Protein-induced changes in nonplanarity of the porphyrin in nickel cytochrome c probed by resonance Raman spectroscopy

The influence of the protein on the nonplanarity of the macrocycle for nickel(II)-reconstituted cytochrome c (NiCyt-c) has been investigated with pH-dependent resonance Raman and UV-visible absorption spectroscopy and molecular mechanics calculations. The spectra reveal that NiCyt-c near neutral pH has axially coordinated Ni, but below pH 3 and above pH 12, four-coordinate species predominate. The shape of the structure-sensitive Raman line nu10 of NiCyt-c is asymmetric and broad and it changes with pH. This broad line can be decomposed well into at least two sublines, a low-frequency line that results from a nonplanar conformer and a high-frequency line that arises from a nearly planar conformer.
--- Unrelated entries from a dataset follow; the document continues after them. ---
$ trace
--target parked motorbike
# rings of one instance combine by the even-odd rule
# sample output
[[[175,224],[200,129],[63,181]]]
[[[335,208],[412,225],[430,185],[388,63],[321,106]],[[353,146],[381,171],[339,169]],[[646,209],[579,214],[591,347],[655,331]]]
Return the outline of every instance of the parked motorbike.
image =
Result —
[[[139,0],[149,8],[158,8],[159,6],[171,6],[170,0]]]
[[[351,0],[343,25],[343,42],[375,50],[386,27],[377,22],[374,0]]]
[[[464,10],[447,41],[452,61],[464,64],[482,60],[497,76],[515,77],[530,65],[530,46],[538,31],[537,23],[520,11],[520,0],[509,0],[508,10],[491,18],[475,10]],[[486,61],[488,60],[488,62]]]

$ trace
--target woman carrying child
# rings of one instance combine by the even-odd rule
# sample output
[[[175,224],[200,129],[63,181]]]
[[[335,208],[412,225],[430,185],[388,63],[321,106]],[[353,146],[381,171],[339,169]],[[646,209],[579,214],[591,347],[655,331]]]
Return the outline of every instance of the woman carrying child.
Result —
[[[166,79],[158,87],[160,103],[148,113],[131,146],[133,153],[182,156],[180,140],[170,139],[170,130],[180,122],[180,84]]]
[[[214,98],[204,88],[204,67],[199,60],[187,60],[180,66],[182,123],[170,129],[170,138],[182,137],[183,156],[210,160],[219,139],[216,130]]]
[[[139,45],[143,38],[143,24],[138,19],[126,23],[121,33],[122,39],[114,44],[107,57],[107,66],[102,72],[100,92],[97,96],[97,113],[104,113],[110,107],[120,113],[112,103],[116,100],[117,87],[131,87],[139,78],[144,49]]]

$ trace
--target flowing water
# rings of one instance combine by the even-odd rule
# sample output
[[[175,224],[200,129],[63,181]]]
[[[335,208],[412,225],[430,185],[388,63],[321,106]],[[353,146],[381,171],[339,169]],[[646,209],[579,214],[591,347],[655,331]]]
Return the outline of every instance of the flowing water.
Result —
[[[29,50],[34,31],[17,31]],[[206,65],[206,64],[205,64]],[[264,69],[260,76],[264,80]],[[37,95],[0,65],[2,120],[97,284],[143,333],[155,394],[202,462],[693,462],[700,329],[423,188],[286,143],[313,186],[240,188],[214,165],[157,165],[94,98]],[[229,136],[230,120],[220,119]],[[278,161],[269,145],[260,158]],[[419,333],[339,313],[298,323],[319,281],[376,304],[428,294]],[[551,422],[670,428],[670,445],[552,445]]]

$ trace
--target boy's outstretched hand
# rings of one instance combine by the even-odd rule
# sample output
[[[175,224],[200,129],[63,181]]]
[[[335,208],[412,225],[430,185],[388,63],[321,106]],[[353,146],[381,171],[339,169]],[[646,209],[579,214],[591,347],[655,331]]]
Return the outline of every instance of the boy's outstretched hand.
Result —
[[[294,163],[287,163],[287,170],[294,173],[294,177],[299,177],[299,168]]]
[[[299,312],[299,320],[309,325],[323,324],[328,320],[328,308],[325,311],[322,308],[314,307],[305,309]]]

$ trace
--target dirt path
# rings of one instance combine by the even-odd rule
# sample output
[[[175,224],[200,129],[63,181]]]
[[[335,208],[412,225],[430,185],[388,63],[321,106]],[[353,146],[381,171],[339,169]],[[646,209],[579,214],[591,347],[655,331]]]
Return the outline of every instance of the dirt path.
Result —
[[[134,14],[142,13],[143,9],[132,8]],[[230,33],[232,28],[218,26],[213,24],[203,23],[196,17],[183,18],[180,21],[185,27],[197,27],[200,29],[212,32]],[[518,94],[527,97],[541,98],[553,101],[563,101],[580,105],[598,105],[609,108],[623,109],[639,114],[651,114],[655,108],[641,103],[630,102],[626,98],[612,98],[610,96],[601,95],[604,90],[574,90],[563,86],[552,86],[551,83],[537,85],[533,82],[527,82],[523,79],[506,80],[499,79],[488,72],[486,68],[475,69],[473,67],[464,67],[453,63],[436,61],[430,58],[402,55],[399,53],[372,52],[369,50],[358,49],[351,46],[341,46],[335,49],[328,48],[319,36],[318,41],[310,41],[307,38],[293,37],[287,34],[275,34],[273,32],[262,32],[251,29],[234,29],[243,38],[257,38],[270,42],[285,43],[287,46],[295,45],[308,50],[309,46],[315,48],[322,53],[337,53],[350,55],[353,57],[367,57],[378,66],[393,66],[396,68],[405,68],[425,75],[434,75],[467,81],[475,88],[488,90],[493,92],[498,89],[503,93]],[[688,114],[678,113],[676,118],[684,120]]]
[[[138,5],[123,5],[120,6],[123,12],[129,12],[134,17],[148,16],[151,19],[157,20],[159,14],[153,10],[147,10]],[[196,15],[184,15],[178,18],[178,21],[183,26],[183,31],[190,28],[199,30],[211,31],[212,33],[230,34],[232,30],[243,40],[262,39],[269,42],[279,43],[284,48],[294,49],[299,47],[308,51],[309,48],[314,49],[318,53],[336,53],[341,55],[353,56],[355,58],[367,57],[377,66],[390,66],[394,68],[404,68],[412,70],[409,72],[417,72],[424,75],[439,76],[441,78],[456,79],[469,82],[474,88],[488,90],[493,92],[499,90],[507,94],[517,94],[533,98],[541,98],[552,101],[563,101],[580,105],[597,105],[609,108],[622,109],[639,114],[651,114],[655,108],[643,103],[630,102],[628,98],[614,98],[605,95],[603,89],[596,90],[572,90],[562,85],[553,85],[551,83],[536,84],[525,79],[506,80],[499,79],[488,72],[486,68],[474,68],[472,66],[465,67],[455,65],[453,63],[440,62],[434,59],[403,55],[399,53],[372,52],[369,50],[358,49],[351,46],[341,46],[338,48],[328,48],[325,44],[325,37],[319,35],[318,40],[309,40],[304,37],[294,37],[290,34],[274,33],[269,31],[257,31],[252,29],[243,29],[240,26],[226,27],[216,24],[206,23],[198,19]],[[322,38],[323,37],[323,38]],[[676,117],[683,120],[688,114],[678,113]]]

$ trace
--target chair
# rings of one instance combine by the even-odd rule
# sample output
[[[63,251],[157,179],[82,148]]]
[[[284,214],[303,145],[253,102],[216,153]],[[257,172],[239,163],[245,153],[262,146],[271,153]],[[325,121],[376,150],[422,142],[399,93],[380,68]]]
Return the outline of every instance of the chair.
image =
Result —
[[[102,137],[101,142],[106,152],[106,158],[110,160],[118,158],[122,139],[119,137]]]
Upon lowering the pH from 3.0 to 1.0, the amount of the nonplanar conformer decreases relative to that of the planar conformer. The decreased nonplanarity can be accounted for in terms of the disruption of a hydrogen-bonding network in the peptide backbone upon lowering the pH. Molecular mechanics (MM) calculations on iron(III) and nickel(II) microperoxidase 5 (MP-5) as well as some model heme derivatives have been carried out in order to locate the part of the protein that causes the heme distortion observed in the X-ray crystal structures of cytochromes c. The energy-optimized structures of MP-5 and the model compounds were analyzed using the normal-coordinate structural decomposition method to specify and quantify the out-of-plane macrocyclic distortions. MM calculations for MP-5 show that two hydrogen bonds formed between the amide groups in the peptide backbone are important in maintaining the ruffled deformation of the macrocycle. All evidence presented supports the hypothesis that the nonplanar distortion of the porphyrin of cytochromes c is largely maintained by a relatively small protein segment including the cysteines, the amino acids between the cysteines, and the adjacent histidine ligand. Hydrogen bonding within the backbone of this segment is important in maintaining the conformation of the peptide that induces the porphyrin distortion.